A national anti-marijuana organization announced Monday it would join
forces with a state group, and warned legalization efforts are poised
to create a public health crisis in the form of the "next Big Tobacco."

Smart Approaches to Marijuana, founded in January 2013 by former U.S.
Rep. Patrick J. Kennedy, D-R.I., and Kevin A. Sabet, a former White
House policy adviser, announced at a press conference it would work
with the Connecticut Association of Prevention Practitioners.

Sabet said the marijuana movement that has led to the drug's legal,
recreational use in Colorado and Washington state is being driven by
money and is not a "mom and pop" industry. It is "multimillion dollar,
multinational conglomerate," he said.

"This is not your old college roommate from the '70s with long hair in
a drum circle," he said. "They look a lot more like the hedge fund
managers an hour away from this state."

Sabet said his group is looking to "bridge the gap" between public
perception of the drug and what he said is the medical consensus. He
will also continue to stress the threat of a "big marijuana" industry
funding the movement to legalize, he said.

"It's not about the personal use of marijuana among adults. This
really is about creating the next tobacco industry," he said.

The new partnership and a panel discussion at the Capitol come as the
state is setting up its medical marijuana program, which was adopted
in 2012 and is considered one of the most tightly regulated programs
of its kind.

Last month, the Consumer Protection Department named the four
companies that have been approved to grow the substance at facilities
in West Haven, Portland, Simsbury and Watertown.

The department plans to announce five licenses for medical marijuana
dispensaries within a few months and expects them to have cannabis on
their shelves by this summer.

At the press conference, Sabet and Connecticut Association of
Prevention Practitioners Director John Daviau did not call for a
repeal of the program, but suggested the General Assembly consider
policies to enable police to test the level of the drug's active
chemical in the blood of drivers.

"In this state, the political reality is that medical marijuana is
here. Now the question is: Are we going to handle it responsibly or
irresponsibly?" Sabet said.

Sabet said his group was trying to stem efforts to allow the drug
beyond its medical use.

In January, Gov. Dannel P. Malloy said he did not see Connecticut's
medical marijuana law, which he anticipates will be used as a model
for other states, as a step closer to legalizing the drug for
recreational use.

"We don't want to duplicate what we think are failures elsewhere and
we're not moving down the road to legalization," Malloy said. The
state decriminalized possession of small amounts of the drug "and now
we have medical marijuana and we're very proud of that fact," he said.

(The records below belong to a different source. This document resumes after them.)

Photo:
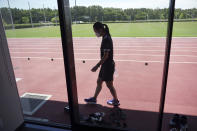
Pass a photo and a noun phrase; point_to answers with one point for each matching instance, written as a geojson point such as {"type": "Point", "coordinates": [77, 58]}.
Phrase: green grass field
{"type": "Point", "coordinates": [157, 29]}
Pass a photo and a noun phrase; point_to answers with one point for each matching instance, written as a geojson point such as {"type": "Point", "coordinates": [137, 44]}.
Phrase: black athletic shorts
{"type": "Point", "coordinates": [107, 71]}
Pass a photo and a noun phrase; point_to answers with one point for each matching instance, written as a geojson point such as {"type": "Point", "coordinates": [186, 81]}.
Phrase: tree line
{"type": "Point", "coordinates": [92, 14]}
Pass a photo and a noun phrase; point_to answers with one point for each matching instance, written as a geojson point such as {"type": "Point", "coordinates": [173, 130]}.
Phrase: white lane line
{"type": "Point", "coordinates": [120, 60]}
{"type": "Point", "coordinates": [84, 46]}
{"type": "Point", "coordinates": [18, 79]}
{"type": "Point", "coordinates": [98, 54]}
{"type": "Point", "coordinates": [114, 49]}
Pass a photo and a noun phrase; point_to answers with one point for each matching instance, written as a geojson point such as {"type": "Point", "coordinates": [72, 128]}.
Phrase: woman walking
{"type": "Point", "coordinates": [106, 64]}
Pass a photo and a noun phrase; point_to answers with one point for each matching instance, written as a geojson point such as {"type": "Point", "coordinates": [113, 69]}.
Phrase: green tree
{"type": "Point", "coordinates": [25, 20]}
{"type": "Point", "coordinates": [54, 19]}
{"type": "Point", "coordinates": [182, 16]}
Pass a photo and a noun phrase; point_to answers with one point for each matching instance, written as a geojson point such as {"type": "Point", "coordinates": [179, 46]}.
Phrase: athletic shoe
{"type": "Point", "coordinates": [90, 100]}
{"type": "Point", "coordinates": [183, 123]}
{"type": "Point", "coordinates": [175, 122]}
{"type": "Point", "coordinates": [97, 117]}
{"type": "Point", "coordinates": [113, 102]}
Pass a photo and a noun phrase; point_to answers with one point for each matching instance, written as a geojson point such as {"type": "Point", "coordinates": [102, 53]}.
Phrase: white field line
{"type": "Point", "coordinates": [119, 60]}
{"type": "Point", "coordinates": [114, 49]}
{"type": "Point", "coordinates": [114, 46]}
{"type": "Point", "coordinates": [98, 54]}
{"type": "Point", "coordinates": [18, 79]}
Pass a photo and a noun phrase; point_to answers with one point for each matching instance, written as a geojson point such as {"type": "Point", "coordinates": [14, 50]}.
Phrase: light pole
{"type": "Point", "coordinates": [75, 12]}
{"type": "Point", "coordinates": [30, 15]}
{"type": "Point", "coordinates": [55, 17]}
{"type": "Point", "coordinates": [44, 14]}
{"type": "Point", "coordinates": [11, 15]}
{"type": "Point", "coordinates": [1, 15]}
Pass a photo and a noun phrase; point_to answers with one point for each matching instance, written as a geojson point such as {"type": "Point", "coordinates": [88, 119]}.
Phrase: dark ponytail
{"type": "Point", "coordinates": [99, 25]}
{"type": "Point", "coordinates": [106, 28]}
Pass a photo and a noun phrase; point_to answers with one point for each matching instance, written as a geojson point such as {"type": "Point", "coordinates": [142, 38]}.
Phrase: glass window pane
{"type": "Point", "coordinates": [181, 87]}
{"type": "Point", "coordinates": [33, 33]}
{"type": "Point", "coordinates": [138, 30]}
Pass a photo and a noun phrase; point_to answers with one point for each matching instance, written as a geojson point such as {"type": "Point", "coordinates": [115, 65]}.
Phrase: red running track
{"type": "Point", "coordinates": [138, 86]}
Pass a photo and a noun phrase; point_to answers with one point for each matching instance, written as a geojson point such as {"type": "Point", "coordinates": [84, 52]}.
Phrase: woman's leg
{"type": "Point", "coordinates": [112, 89]}
{"type": "Point", "coordinates": [98, 88]}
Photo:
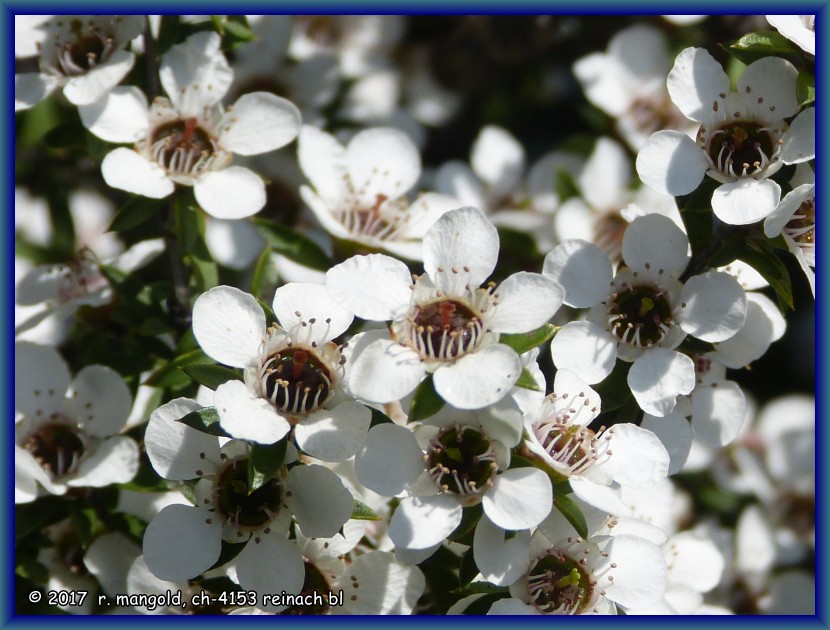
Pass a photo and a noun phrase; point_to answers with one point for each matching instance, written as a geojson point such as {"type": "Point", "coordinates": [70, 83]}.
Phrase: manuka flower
{"type": "Point", "coordinates": [744, 137]}
{"type": "Point", "coordinates": [84, 54]}
{"type": "Point", "coordinates": [65, 429]}
{"type": "Point", "coordinates": [643, 312]}
{"type": "Point", "coordinates": [190, 139]}
{"type": "Point", "coordinates": [444, 324]}
{"type": "Point", "coordinates": [292, 371]}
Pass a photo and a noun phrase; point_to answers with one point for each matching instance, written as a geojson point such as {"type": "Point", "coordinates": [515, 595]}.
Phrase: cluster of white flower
{"type": "Point", "coordinates": [327, 378]}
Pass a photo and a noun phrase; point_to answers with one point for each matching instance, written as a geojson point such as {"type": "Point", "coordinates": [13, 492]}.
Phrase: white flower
{"type": "Point", "coordinates": [359, 191]}
{"type": "Point", "coordinates": [190, 139]}
{"type": "Point", "coordinates": [800, 29]}
{"type": "Point", "coordinates": [84, 54]}
{"type": "Point", "coordinates": [628, 82]}
{"type": "Point", "coordinates": [643, 312]}
{"type": "Point", "coordinates": [65, 429]}
{"type": "Point", "coordinates": [557, 432]}
{"type": "Point", "coordinates": [184, 541]}
{"type": "Point", "coordinates": [743, 137]}
{"type": "Point", "coordinates": [444, 324]}
{"type": "Point", "coordinates": [464, 463]}
{"type": "Point", "coordinates": [292, 371]}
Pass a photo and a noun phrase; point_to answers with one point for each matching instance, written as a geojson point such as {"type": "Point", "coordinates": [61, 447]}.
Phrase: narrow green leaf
{"type": "Point", "coordinates": [205, 420]}
{"type": "Point", "coordinates": [264, 463]}
{"type": "Point", "coordinates": [426, 402]}
{"type": "Point", "coordinates": [135, 212]}
{"type": "Point", "coordinates": [570, 510]}
{"type": "Point", "coordinates": [293, 245]}
{"type": "Point", "coordinates": [363, 512]}
{"type": "Point", "coordinates": [523, 342]}
{"type": "Point", "coordinates": [210, 375]}
{"type": "Point", "coordinates": [527, 381]}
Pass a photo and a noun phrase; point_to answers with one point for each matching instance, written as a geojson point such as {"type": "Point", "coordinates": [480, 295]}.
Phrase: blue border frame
{"type": "Point", "coordinates": [583, 7]}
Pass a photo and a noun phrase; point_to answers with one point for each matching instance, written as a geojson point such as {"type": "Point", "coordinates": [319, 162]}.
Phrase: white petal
{"type": "Point", "coordinates": [246, 416]}
{"type": "Point", "coordinates": [381, 586]}
{"type": "Point", "coordinates": [525, 302]}
{"type": "Point", "coordinates": [582, 269]}
{"type": "Point", "coordinates": [382, 161]}
{"type": "Point", "coordinates": [175, 449]}
{"type": "Point", "coordinates": [307, 311]}
{"type": "Point", "coordinates": [374, 287]}
{"type": "Point", "coordinates": [500, 561]}
{"type": "Point", "coordinates": [773, 79]}
{"type": "Point", "coordinates": [498, 159]}
{"type": "Point", "coordinates": [675, 433]}
{"type": "Point", "coordinates": [601, 497]}
{"type": "Point", "coordinates": [390, 460]}
{"type": "Point", "coordinates": [421, 522]}
{"type": "Point", "coordinates": [670, 162]}
{"type": "Point", "coordinates": [195, 73]}
{"type": "Point", "coordinates": [640, 574]}
{"type": "Point", "coordinates": [319, 500]}
{"type": "Point", "coordinates": [800, 139]}
{"type": "Point", "coordinates": [745, 201]}
{"type": "Point", "coordinates": [658, 377]}
{"type": "Point", "coordinates": [656, 241]}
{"type": "Point", "coordinates": [259, 122]}
{"type": "Point", "coordinates": [125, 169]}
{"type": "Point", "coordinates": [334, 435]}
{"type": "Point", "coordinates": [519, 499]}
{"type": "Point", "coordinates": [638, 457]}
{"type": "Point", "coordinates": [229, 325]}
{"type": "Point", "coordinates": [271, 564]}
{"type": "Point", "coordinates": [234, 192]}
{"type": "Point", "coordinates": [182, 542]}
{"type": "Point", "coordinates": [41, 379]}
{"type": "Point", "coordinates": [586, 349]}
{"type": "Point", "coordinates": [323, 161]}
{"type": "Point", "coordinates": [30, 88]}
{"type": "Point", "coordinates": [120, 116]}
{"type": "Point", "coordinates": [478, 379]}
{"type": "Point", "coordinates": [695, 82]}
{"type": "Point", "coordinates": [460, 249]}
{"type": "Point", "coordinates": [235, 244]}
{"type": "Point", "coordinates": [718, 412]}
{"type": "Point", "coordinates": [712, 306]}
{"type": "Point", "coordinates": [384, 371]}
{"type": "Point", "coordinates": [115, 460]}
{"type": "Point", "coordinates": [92, 85]}
{"type": "Point", "coordinates": [100, 400]}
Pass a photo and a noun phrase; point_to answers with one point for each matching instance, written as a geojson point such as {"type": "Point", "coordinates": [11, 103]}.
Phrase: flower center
{"type": "Point", "coordinates": [445, 330]}
{"type": "Point", "coordinates": [295, 381]}
{"type": "Point", "coordinates": [56, 447]}
{"type": "Point", "coordinates": [558, 585]}
{"type": "Point", "coordinates": [235, 503]}
{"type": "Point", "coordinates": [182, 147]}
{"type": "Point", "coordinates": [741, 148]}
{"type": "Point", "coordinates": [640, 315]}
{"type": "Point", "coordinates": [461, 460]}
{"type": "Point", "coordinates": [317, 587]}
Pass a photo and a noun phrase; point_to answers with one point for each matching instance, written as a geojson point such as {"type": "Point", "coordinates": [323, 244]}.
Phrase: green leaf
{"type": "Point", "coordinates": [523, 342]}
{"type": "Point", "coordinates": [805, 88]}
{"type": "Point", "coordinates": [363, 512]}
{"type": "Point", "coordinates": [264, 463]}
{"type": "Point", "coordinates": [426, 402]}
{"type": "Point", "coordinates": [135, 212]}
{"type": "Point", "coordinates": [205, 420]}
{"type": "Point", "coordinates": [293, 245]}
{"type": "Point", "coordinates": [210, 375]}
{"type": "Point", "coordinates": [570, 510]}
{"type": "Point", "coordinates": [527, 381]}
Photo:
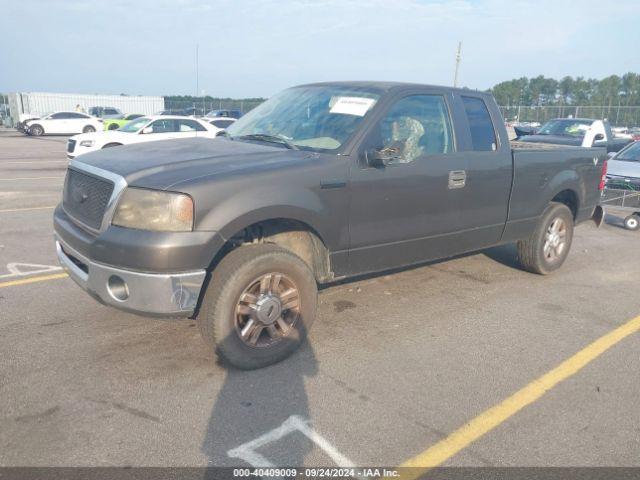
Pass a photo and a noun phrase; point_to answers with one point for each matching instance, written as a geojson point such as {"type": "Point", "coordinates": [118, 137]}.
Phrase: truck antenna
{"type": "Point", "coordinates": [458, 57]}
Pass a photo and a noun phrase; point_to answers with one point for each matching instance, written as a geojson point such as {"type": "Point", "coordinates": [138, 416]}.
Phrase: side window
{"type": "Point", "coordinates": [416, 125]}
{"type": "Point", "coordinates": [190, 126]}
{"type": "Point", "coordinates": [483, 135]}
{"type": "Point", "coordinates": [163, 126]}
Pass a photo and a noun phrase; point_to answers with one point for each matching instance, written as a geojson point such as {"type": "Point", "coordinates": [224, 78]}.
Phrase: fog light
{"type": "Point", "coordinates": [118, 289]}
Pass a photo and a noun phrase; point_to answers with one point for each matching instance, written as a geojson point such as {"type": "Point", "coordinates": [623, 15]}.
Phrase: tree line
{"type": "Point", "coordinates": [612, 91]}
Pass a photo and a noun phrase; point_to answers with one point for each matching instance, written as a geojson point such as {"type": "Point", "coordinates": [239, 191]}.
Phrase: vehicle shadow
{"type": "Point", "coordinates": [616, 220]}
{"type": "Point", "coordinates": [252, 423]}
{"type": "Point", "coordinates": [504, 254]}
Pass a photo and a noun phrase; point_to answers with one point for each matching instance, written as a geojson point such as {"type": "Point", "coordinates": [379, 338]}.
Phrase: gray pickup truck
{"type": "Point", "coordinates": [320, 183]}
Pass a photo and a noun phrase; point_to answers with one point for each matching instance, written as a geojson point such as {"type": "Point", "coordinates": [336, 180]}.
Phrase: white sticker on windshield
{"type": "Point", "coordinates": [352, 105]}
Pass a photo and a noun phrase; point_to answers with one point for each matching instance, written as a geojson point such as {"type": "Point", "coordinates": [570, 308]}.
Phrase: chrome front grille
{"type": "Point", "coordinates": [86, 197]}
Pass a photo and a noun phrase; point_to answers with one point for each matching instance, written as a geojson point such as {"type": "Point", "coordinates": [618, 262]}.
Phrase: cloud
{"type": "Point", "coordinates": [258, 47]}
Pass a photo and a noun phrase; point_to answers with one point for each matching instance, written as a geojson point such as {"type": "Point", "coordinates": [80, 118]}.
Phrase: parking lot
{"type": "Point", "coordinates": [395, 365]}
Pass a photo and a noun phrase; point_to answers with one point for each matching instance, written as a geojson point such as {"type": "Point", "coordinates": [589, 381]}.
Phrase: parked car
{"type": "Point", "coordinates": [319, 183]}
{"type": "Point", "coordinates": [572, 131]}
{"type": "Point", "coordinates": [622, 191]}
{"type": "Point", "coordinates": [220, 122]}
{"type": "Point", "coordinates": [24, 118]}
{"type": "Point", "coordinates": [224, 113]}
{"type": "Point", "coordinates": [174, 112]}
{"type": "Point", "coordinates": [141, 130]}
{"type": "Point", "coordinates": [62, 123]}
{"type": "Point", "coordinates": [115, 123]}
{"type": "Point", "coordinates": [105, 112]}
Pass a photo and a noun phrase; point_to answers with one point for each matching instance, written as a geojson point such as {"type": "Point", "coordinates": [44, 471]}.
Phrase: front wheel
{"type": "Point", "coordinates": [548, 247]}
{"type": "Point", "coordinates": [258, 307]}
{"type": "Point", "coordinates": [632, 222]}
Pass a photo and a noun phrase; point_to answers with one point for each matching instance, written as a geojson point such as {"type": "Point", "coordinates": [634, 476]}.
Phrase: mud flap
{"type": "Point", "coordinates": [598, 216]}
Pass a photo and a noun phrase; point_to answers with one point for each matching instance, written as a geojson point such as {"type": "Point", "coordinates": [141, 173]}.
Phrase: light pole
{"type": "Point", "coordinates": [458, 58]}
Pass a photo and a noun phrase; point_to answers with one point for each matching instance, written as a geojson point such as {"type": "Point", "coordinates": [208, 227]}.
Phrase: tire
{"type": "Point", "coordinates": [232, 311]}
{"type": "Point", "coordinates": [36, 130]}
{"type": "Point", "coordinates": [546, 249]}
{"type": "Point", "coordinates": [632, 222]}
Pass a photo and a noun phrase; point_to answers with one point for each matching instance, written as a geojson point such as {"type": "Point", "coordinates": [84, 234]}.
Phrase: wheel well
{"type": "Point", "coordinates": [569, 198]}
{"type": "Point", "coordinates": [291, 235]}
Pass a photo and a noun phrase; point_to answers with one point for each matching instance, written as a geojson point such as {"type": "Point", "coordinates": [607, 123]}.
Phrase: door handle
{"type": "Point", "coordinates": [332, 183]}
{"type": "Point", "coordinates": [457, 179]}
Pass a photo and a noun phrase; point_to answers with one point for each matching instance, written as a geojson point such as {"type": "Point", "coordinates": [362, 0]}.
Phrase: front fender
{"type": "Point", "coordinates": [255, 205]}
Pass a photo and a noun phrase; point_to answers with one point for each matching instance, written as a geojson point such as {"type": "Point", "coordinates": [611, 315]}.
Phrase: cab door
{"type": "Point", "coordinates": [408, 210]}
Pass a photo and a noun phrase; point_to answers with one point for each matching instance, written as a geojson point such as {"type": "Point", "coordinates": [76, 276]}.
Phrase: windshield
{"type": "Point", "coordinates": [135, 125]}
{"type": "Point", "coordinates": [317, 118]}
{"type": "Point", "coordinates": [629, 154]}
{"type": "Point", "coordinates": [569, 127]}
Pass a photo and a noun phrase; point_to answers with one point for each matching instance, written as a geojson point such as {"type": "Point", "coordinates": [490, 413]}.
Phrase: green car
{"type": "Point", "coordinates": [115, 123]}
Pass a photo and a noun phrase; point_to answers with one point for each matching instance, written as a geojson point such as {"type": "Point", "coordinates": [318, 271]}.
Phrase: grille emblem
{"type": "Point", "coordinates": [79, 194]}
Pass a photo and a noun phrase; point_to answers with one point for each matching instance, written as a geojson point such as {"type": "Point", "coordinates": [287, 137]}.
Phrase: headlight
{"type": "Point", "coordinates": [154, 210]}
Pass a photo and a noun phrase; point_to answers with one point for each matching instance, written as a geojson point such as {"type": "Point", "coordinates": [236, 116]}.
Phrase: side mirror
{"type": "Point", "coordinates": [382, 158]}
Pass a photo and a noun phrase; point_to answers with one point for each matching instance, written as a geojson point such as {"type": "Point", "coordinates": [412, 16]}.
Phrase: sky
{"type": "Point", "coordinates": [256, 48]}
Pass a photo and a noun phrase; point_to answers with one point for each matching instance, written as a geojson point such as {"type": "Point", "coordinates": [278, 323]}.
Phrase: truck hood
{"type": "Point", "coordinates": [170, 163]}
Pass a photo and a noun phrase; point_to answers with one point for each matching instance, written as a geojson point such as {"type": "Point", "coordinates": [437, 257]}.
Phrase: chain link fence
{"type": "Point", "coordinates": [617, 115]}
{"type": "Point", "coordinates": [4, 109]}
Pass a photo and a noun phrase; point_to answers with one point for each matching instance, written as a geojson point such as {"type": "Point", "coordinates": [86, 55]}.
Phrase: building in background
{"type": "Point", "coordinates": [30, 104]}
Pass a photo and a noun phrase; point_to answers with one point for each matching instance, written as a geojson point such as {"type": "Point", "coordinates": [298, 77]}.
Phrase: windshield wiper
{"type": "Point", "coordinates": [265, 137]}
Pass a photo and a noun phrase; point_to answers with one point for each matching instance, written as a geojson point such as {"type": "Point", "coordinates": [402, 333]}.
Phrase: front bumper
{"type": "Point", "coordinates": [163, 294]}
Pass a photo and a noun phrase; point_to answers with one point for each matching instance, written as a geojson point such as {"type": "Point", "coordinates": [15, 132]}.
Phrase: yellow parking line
{"type": "Point", "coordinates": [25, 209]}
{"type": "Point", "coordinates": [36, 161]}
{"type": "Point", "coordinates": [24, 281]}
{"type": "Point", "coordinates": [31, 178]}
{"type": "Point", "coordinates": [491, 418]}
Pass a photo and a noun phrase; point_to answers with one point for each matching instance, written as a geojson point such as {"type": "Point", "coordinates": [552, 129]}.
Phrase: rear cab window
{"type": "Point", "coordinates": [483, 134]}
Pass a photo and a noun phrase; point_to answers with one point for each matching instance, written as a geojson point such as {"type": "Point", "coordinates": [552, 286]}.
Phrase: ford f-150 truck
{"type": "Point", "coordinates": [319, 183]}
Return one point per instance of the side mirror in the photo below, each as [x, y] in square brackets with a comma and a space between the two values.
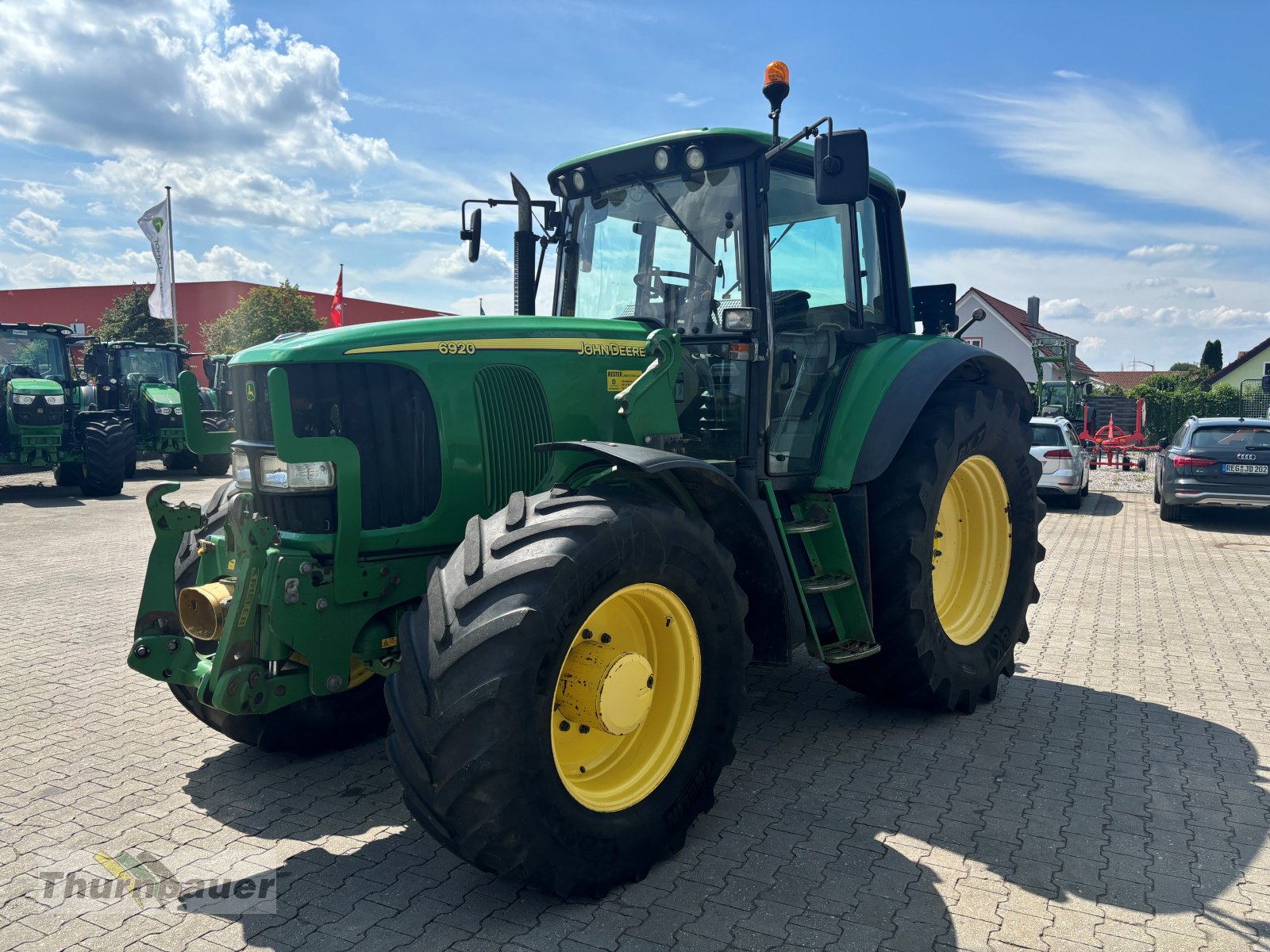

However, Rep. Vincent Candelora, R-North Branford, said the law is
having consequences in the way the drug is being perceived by youths.
He said he has heard his son and others talk about the substance as a
medicine rather than an illicit drug.

"We can already see that in the children. The fear is being
psychologically broken down and when the fear of certain drugs are
eliminated, use is going to increase," he said.